Was tun die Teufel, uns Menschen zu verführen – je nach Situation? Screwtape gibt seinem Neffen Wormwood in 31 teils sehr persönlichen und emotionalen Briefen Ratschläge, auch Lob aber zum größten Teil Tadel über die Beeinflussung seines Patienten Mr. Spike.

Schon der erste Brief offenbart teuflische List, und doch beginnt der zweite: „Ich habe mit größtem Mißvergnügen davon Kenntnis genommen, daß Dein Patient Christ geworden ist.“ Wie die Teufel reagieren und was für ein Christenleben sie sich wünschen, wie sie bestimmte Situationen beurteilen – z.B. den Krieg – und wann sie wieder Hoffnung schöpfen, lesen wir in den folgenden Briefen.

Interessant zu entdecken ist auch die anders geartete Liebe des Unterteufels zu seinem Neffen, seine Beziehung zu seinem Feind (!), seine persönlichen Motive und teuflischen Freuden.
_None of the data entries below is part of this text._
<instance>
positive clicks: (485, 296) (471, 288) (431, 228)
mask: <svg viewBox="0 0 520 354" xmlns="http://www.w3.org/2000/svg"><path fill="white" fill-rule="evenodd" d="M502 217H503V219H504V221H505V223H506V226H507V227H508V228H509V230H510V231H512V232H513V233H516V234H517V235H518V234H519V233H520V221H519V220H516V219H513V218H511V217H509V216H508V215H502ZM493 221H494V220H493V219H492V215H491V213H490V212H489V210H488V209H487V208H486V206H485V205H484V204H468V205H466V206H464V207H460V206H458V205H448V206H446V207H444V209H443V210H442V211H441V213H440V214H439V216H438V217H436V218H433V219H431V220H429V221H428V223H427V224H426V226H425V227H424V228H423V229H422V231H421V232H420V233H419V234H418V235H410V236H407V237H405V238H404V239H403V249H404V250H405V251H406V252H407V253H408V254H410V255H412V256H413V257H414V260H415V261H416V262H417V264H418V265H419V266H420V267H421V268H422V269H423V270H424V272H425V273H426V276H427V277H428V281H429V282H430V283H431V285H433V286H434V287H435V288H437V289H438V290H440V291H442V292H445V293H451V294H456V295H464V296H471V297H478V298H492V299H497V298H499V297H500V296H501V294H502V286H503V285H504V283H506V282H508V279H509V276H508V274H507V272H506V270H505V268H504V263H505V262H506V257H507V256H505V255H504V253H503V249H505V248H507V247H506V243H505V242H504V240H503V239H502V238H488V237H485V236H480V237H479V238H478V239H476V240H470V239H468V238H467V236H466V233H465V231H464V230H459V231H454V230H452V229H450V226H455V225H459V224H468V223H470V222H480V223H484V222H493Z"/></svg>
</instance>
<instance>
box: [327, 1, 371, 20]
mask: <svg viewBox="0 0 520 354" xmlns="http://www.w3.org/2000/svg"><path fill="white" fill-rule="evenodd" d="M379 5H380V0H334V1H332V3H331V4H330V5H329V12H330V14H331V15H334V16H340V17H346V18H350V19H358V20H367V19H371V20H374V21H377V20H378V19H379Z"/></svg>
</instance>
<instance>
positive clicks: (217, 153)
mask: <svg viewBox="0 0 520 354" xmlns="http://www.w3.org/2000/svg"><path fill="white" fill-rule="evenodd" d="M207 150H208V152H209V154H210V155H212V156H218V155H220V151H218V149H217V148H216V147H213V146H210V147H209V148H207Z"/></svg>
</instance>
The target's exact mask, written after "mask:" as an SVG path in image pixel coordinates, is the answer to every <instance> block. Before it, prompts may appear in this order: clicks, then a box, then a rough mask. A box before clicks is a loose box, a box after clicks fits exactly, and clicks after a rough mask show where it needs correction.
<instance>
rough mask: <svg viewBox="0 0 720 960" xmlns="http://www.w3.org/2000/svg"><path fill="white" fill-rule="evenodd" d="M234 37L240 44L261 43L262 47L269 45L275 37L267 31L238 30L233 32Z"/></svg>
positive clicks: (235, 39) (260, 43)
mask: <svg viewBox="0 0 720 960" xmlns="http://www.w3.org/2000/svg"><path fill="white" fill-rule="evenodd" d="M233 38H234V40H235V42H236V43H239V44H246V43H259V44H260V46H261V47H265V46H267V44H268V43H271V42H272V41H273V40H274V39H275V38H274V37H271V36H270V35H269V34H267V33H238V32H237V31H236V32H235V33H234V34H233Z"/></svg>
Das Buch ist nicht nur lehrreich, sondern auch sehr unterhaltsam und eine wertvolle Abwechslung gerade für diejenigen Theologen, denen das harte Forschen und Argumentieren manchmal mühsam wird und die Freude an der christlichen Sache nehmen will.

Es erinnert uns gleichzeitig daran, dass es neben der sichtbaren noch die unsichtbaren Welten gibt. Stehen wir auf der Seite des Siegers, schenkt das Buch uns große Freude über die Hilflosigkeit und Verzweiflung unseres Widersachers in seiner Gier nach unserer Seele.